I’ve always loved the story of the Pilgrims and their first Thanksgiving. Homesick and nearly homeless in a harsh, new place, they’d survived enormous challenges of disease and near starvation. Yet, when offered a chance to return to England at the end of that year, none of them chose to leave. Instead, they celebrated their first anniversary in the new world with a harvest feast shared with the Native Americans who’d helped them survive. When my genealogy research connected my grandmother’s people with the Fullers who arrived on The Mayflower, I was tickled.

However, like most historical figures – like most people -- the Pilgrims were neither all good nor all bad. In recent decades, they’ve come under criticism for displacing Native Americans or reneging on treaties made with them. I can forgive the great chief King Philip and his braves for beheading my umpteenth-great-grandmother, Sarah Bowen Fuller, in 1676, even as I empathize with her terror and grieve her tragic death.

And while the Pilgrims left England seeking religious freedom, they often were intolerant of others’ beliefs. My Fullers hung around Plymouth and Salem for generations, and I’ve searched the stories of the Salem witch trials for their names. Thus far, I haven’t seen them listed with the accused witches or among the pious accusers. I am unsure which camp I most fear finding them in.

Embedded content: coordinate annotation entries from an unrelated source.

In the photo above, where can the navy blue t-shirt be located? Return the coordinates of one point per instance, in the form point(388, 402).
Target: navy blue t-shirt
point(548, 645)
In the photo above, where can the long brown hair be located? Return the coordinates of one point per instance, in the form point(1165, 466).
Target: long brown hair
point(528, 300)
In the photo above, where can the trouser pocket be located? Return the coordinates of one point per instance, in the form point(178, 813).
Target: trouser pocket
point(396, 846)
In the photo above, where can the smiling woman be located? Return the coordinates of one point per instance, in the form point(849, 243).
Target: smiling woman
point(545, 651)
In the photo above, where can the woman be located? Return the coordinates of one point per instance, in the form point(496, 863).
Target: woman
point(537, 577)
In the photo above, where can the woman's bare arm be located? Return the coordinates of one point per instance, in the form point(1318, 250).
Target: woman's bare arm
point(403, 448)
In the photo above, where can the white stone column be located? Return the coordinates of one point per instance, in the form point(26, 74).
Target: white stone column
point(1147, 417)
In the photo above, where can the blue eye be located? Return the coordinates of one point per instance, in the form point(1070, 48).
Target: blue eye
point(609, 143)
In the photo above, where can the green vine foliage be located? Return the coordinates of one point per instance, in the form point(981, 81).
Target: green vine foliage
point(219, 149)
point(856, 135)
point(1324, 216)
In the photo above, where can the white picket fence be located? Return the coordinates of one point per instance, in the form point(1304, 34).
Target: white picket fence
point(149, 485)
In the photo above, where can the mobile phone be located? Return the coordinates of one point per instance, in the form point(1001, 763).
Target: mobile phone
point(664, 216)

Despite the flaws in the Pilgrims, though, their story astonishes me. They came to America on a tiny boat when I would not have had the courage to do so. They stayed and endured when I would have given up. Throughout our country’s history, other migrant groups have repeated variations of their heroic story, over and over, and again these stories of courage, endurance and triumph astonish wimpy me.


I brought the rotund Pilgrim candles back to The Residence Inn and placed them prominently on the condo counter beside a tray of Kroger’s best cookies. They looked out of place, but then so was I.

You know how this story will end. We had a lot of fun that Thanksgiving, and eating dinner out was easier than cooking for two days. While we missed my grandmother’s recipe for fluffy turkey dressing, we all agreed that the restaurant’s signature corn pudding could not be equaled.

Soon our old house sold, and we bought one in Georgetown. A few years later, we sold it too, and bought another in nearby Lexington. I’ve become as settled and happy in our new Central Kentucky community as I was in Ashland. But I’ve hung on to those tacky, wax Pilgrims from our homeless Thanksgiving. They grace our table every year. Just because, I tell the family -- just because.